Recuerdo eso mientras la fila avanza con lentitud. Un grupo de cinco militares con el arma de reglamento bien visible aparecen caminando por la calle y comienzan a custodiar la cola. Uno de ellos vuelve el rostro brillante por el sudor y nos dedica una mirada dura, remota. Han transcurrido casi cuatro horas desde que llegué y todavía no estoy cerca de entrar al supermercado. Un barullo de gritos y forcejeo llena algunos espacios de la calle y una violenta impaciencia caldea el aire. Todos quieren entrar pero la mayoría está consciente que con toda seguridad, el inventario de productos no será suficiente para satisfacer a las casi centenar de personas que esperan. Siento un rápido latigazo de miedo. Recuerdo las narraciones periodísticas sobre saqueos y hechos de violencia. ¿Ocurrirá aquí en mi tranquila Avenida de clase media? ¿Ocurrirá en medio de esta multitud de hombres y mujeres cansados que miran con impaciencia los bultos que se descargan de los camiones? ¿En qué nos ha convertido la crisis? ¿Quiénes somos ahora mismo?
Nunca pensé vivir una situación semejante. Crecí en un país ostentoso, superficial y frívolo. Un país con una economía frágil pero que aún podía sostenerse. Un país donde podías encontrar en los supermercados los mejores importados junto a los tradicionales venezolanos. Un país donde pude estudiar dos carreras universitarias con un salario de freelance esporádico. Un país donde con mis pocos ahorros, pude comprar un automóvil nuevo. El venezolano es inocente, torpe, iracundo, sin armas frente a la crisis. No comprende su magnitud, su profundidad, lo que vendrá después. Y me aterra el pensamiento que tampoco lo entiendo, que apenas comienzo a atisbar el abismo en que me encuentro. Sin futuro, presa de la incertidumbre. Un ciudadano sin rostro.
Finalmente decido no comprar nada. Abandono la cola y caminó con paso rápido y nervioso. No miro hacia atrás hasta unos cientos de metros más allá.
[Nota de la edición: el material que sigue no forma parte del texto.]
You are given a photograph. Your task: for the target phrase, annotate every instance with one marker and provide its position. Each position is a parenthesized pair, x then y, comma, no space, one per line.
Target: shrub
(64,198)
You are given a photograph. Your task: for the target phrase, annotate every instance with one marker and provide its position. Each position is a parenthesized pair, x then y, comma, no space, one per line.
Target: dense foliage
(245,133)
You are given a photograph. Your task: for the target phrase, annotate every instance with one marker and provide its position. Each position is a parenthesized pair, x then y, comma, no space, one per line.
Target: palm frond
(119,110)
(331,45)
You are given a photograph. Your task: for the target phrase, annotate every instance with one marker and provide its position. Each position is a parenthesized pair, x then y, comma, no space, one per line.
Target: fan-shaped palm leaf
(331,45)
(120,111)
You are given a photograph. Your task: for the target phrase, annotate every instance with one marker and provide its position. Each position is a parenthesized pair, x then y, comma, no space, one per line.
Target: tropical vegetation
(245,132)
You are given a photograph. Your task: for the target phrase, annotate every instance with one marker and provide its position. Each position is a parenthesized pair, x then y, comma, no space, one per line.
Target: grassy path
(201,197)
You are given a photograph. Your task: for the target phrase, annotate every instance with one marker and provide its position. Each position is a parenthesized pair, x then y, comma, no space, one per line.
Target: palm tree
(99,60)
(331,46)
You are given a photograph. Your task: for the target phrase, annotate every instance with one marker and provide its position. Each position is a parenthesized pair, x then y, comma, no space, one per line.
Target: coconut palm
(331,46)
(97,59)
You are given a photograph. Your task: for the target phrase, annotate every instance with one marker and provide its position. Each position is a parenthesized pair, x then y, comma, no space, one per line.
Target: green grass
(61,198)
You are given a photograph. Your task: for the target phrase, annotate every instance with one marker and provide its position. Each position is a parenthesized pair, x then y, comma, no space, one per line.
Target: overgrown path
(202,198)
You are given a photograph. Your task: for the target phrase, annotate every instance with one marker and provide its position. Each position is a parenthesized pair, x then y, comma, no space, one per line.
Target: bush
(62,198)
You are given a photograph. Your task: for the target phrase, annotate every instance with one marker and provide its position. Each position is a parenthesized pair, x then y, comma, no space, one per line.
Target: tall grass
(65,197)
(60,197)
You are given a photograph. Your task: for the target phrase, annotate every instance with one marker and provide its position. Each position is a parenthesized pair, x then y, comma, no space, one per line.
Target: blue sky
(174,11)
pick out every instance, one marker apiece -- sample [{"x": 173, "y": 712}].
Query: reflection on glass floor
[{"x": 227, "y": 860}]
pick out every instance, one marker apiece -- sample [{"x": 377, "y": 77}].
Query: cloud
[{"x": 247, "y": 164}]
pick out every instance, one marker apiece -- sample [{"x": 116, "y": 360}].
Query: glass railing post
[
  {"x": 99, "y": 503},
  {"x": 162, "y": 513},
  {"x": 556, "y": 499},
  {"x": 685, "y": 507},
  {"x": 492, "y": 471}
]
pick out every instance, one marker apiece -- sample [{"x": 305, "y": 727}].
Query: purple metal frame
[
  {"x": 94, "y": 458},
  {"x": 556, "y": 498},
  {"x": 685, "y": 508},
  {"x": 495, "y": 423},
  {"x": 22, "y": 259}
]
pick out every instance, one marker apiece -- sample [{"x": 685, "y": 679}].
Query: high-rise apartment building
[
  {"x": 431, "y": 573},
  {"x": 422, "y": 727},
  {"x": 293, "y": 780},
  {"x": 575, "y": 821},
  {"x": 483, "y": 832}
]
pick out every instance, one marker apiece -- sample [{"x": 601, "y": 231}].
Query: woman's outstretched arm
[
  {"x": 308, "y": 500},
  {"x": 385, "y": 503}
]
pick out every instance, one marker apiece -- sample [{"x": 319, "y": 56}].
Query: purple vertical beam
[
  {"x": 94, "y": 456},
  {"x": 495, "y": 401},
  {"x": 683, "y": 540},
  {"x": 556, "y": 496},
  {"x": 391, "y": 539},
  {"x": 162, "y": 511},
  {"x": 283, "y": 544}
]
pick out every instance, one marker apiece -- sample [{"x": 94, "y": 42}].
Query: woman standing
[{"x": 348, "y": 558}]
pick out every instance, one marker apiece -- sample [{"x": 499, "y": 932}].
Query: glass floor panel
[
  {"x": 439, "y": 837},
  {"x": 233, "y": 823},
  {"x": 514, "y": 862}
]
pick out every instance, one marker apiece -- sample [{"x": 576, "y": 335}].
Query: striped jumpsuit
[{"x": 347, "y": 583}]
La calle rebosa por el descontento, la rabia, el miedo. El supermercado a oscuras tiene el aspecto tétrico, en mitad de la calle llena de una multitud enfurecida y rodeada por el tráfico caótico. Y ahora sí, no puedo contener el llanto. Lo hago de pie, como abandonada, mientras transeúntes de rostro abrumado me tropiezan al caminar. No dejo de mirar el supermercado, la ola de gente que avanza y golpea las paredes. No dejó de sentir miedo — real, puro, doloroso — por lo que ocurre, por lo que ocurrirá en el futuro y que no tengo idea de qué podrá ser. Y mientras lloro, pienso en el desamparo, en el país sumido en el caos y la amargura. En el ciudadano desposeído y con los brazos vacíos. ¿En qué nos hemos convertido? ¿Quiénes somos ahora?
Sigo sin encontrar respuesta. Supongo que nunca la tendré en realidad.